JERUSALEM -- Israeli Prime Minister Benjamin Netanyahu on Sunday announced a new countrywide lockdown will be imposed amid a stubborn surge in coronavirus cases, with schools and parts of the economy expected to shut down in a bid to bring down infection rates.
Beginning Friday, the start of the Jewish High Holiday season, schools, restaurants, malls and hotels will shut down, among other businesses, and Israelis will face restrictions on movement and on gatherings.
"Our goal is to stop the increase (in cases) and lower morbidity," Netanyahu said in a nationally broadcast statement. "I know that these steps come at a difficult price for all of us. This is not the holiday we are used to."
The tightening of measures marks the second time Israel is being plunged into a lockdown, after a lengthy shutdown in the spring. That lockdown is credited with having brought down what were much lower infection numbers, but it wreaked havoc on the country's economy, sending unemployment skyrocketing.
The lockdown will remain in place for at least three weeks, at which point officials may relax measures if numbers are seen declining. Israelis typically hold large family gatherings and pack synagogues during the important fast of Yom Kippur later this month, settings that officials feared could trigger new outbreaks.
A sticking point in government deliberations over the lockdown was what prayers would look like during the holidays. While the details on prayer during the lockdown were not nailed down in the government decision, what were expected to be strict limits on the faithful. That prompted Israeli Housing Minister Yaakov Litzman, who represents ultra-Orthodox Jews, to resign from the government earlier Sunday.
Israel has had more than 150,000 confirmed cases of the coronavirus and more than 1,100 deaths. Given its population of 9 million, the country now has one of the world's worst outbreaks. It is now seeing more than 4,000 daily cases of the virus.
Israel earned praise for its initial handling of the coronavirus outbreak, moving quickly to seal the country's borders and appearing to bring infections under control. It has since been criticized for opening businesses and schools too quickly and allowing the virus to spread unchecked.
Much of that criticism has been aimed at Netanyahu, who has faced a public outcry over his handling of the crisis and has seen thousands of protesters descend on his Jerusalem residence every week.
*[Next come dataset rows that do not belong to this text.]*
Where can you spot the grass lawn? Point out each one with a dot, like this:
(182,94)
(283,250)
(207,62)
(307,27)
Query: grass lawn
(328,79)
While lauded for his decisive response following the spring outbreak, Netanyahu appeared distracted by politics and personal matters, including his trial for corruption allegations, as infections rose over the summer.
Netanyahu has also been lambasted for seeming to cave to pressure from various interest groups, including most recently his ultra-Orthodox governing partners, who appeared to have convinced him to relax a pinpointed, city-based lockdown plan that would have mostly affected ultra-Orthodox and Arab communities.
At the press conference Sunday announcing the lockdown, Netanyahu defended his response, saying Israel's economy had emerged from the first lockdown in a better state than many other developed nations and that while cases were high, the country's coronavirus mortality numbers were lower than other countries with similar outbreaks.
The country's power-sharing government, made up of two rival parties who joined forces in a stated aim to combat the virus, has also been chided for the new outbreak. The government has been accused of mismanagement, failing to properly address both the health and economic crises wrought by the virus and leading the country to its second lockdown.
Some government ministers meanwhile have pointed fingers at what they've called an undisciplined public, who they have accused of violating restrictions against public gatherings and mask wearing.